# Louder Exhaust



## speedfeed (May 16, 2010)

I currently Have Corsa Sport exhaust and long pipe headers on my 05 GTO, I really would like to make it louder, but I'm not sure what my best options are, I was thinking about just doing a muffler delete, but I'm not sure it would sound so good, would glasspacks be much louder?


----------



## Bluegoat05 (Mar 22, 2010)

do you have an x pipe if so do straights and do away with the x


----------



## speedfeed (May 16, 2010)

Bluegoat05 said:


> do you have an x pipe if so do straights and do away with the x


yeah I have an x pipe, why would I want to get rid of the x, that would make it sound like two hondas


----------



## MadGoat04 (Feb 28, 2009)

Lol.Have you ever heard staight pipes on a v8? It sound nothing like a honda.
Do you still have your cats? If thats an option for you it will make it louder and possibly may smell afterwards though so you may not want to do it.


----------



## speedfeed (May 16, 2010)

MadGoat04 said:


> Lol.Have you ever heard staight pipes on a v8? It sound nothing like a honda.
> Do you still have your cats? If thats an option for you it will make it louder and possibly may smell afterwards though so you may not want to do it.

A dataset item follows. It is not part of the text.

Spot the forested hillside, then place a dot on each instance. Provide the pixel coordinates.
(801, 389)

I will admit I have not personally heard straight pipes on a v8, ive just been told it doesn't sound good, I still have my cats, but I have to keep them because I'm in clark county nevada and they require smog testing.


----------



## jetstang (Nov 5, 2008)

Keep the X pipe, and put some freeflowing mufflers on it. Straight pipes sound like crap, unrestrictive mufflers will make it loud but have a nice tone to it. Cherry bombs are for 60's cars, not 06s. A V-8 will never sound ricey, it just can't happen, they sound good with bad exhausts...


----------



## Bluegoat05 (Mar 22, 2010)

youtube is your friend!! what kind of cats do you have stock or high flow because high flow will make it louder too.. straight pipes will make it a LOT louder but on the down side, for some people, it tends to pop on decel. and last but not least get more free flowing mufflers or better yet delete.


----------



## speedfeed (May 16, 2010)

Bluegoat05 said:


> youtube is your friend!! what kind of cats do you have stock or high flow because high flow will make it louder too.. straight pipes will make it a LOT louder but on the down side, for some people, it tends to pop on decel. and last but not least get more free flowing mufflers or better yet delete.

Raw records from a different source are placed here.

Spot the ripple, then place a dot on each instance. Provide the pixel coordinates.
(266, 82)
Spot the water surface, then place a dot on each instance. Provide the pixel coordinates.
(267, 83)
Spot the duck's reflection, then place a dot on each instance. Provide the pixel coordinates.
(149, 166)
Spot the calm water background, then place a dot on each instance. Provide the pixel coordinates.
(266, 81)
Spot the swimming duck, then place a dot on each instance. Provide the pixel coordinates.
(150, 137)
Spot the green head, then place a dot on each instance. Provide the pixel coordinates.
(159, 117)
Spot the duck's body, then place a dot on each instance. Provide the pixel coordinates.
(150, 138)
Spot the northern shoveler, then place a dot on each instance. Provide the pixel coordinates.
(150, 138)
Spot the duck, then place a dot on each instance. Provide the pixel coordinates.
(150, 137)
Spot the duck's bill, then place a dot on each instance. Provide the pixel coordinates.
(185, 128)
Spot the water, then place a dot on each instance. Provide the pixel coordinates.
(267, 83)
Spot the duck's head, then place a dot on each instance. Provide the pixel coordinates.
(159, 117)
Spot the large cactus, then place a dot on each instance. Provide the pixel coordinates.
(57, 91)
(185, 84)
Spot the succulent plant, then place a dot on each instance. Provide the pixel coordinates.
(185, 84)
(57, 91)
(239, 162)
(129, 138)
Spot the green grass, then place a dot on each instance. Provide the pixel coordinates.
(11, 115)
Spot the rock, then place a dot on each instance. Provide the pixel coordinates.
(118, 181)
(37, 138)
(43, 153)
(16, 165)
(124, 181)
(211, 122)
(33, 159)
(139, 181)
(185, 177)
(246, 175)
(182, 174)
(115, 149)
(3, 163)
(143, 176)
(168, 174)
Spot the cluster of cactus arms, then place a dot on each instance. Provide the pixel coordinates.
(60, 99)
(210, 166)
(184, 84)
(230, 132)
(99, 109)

I have long tube headers, high flow cats and corsa sport exhaust, I actually like the sound of this GTOs exhaust 



, I messaged the uploader to ask him what his setup is, but haven't got a response yet.


----------



## nmarino91 (May 5, 2010)

i have an 06 with slp LT, high flow cats and just resonators. it is really loud. just an idea 
Slp Headers, Side Exit, Predator tune, 15K Hids Much more to come


----------



## jpalamar (Jul 22, 2008)

Loud does not always equal better. IE we have a 2 local goats with SLP headers, SLP catted mids, and SLP LM1 and they sound like poop and are retard loud.


----------



## Nightmare2003 (Jan 4, 2010)

I have JBA short headers, normal cats, straight pipes through into glass packs. I would suggest not doing the glass packs and going for no mufflers if you want it louder, although a good set of mufflers like the SLP LM1's. The glasspacks are pretty loud, but...they sound weird, to describe it at best. That, and cruising at 75+ they make a funny bumbling buzzing sound. I blew the packing out of mine while racing a corvette up a mountain road and they sound better, but still kind of unusual. 
At the moment I'm looking at doing long tubes to straight pipes, over to the spintech side exit exhaust. If you want it to be louder for you, in that you enjoy the sound, than I'd suggest doing a similar set up. I'm 75% deaf in my left ear so I "need" (lol...or just really enjoy) a loud as possible exhaust set up. If that's not loud enough I'm going to maintain the side exit but delete the mufflers and run pipes out the side. 
As well, you can always do the engine work to make it louder and faster.


----------



## Nightmare2003 (Jan 4, 2010)

As a side note, if you somehow manage to make your GTO or any V8 sound like a rice rocket, please post it. Either you're going to have the loud, shrill screech of a italian / european flat plane V-8 or the classic American muscle sound. The closest I've heard to ricey was...I believe it was a 2005, but a Maserati Quattroporte that some dude did a bubba exhaust to. Still didn't come close to sounding as awful as a civic with a fart can attached to it.


----------



## 87GN06GTO07IRL (Aug 10, 2009)

You might like a h-pipe and deletes.


----------



## Gotagoat (Jan 6, 2006)

I have stock back to Afterburners on my '05. I've had them on long enough to know that I like the sound a lot. Loud enough but not obnoxious. Just the right amount of pop on upshift and decel. Very healthy sounding.


----------



## Poncho Dan (Jun 30, 2009)

speedfeed said:


> I currently Have* Corsa Sport* exhaust and *long pipe headers* on my 05 GTO, *I really would like to make it louder,*


Are you crazy? Your combo is about as loud as it gets, barring open cutouts.


----------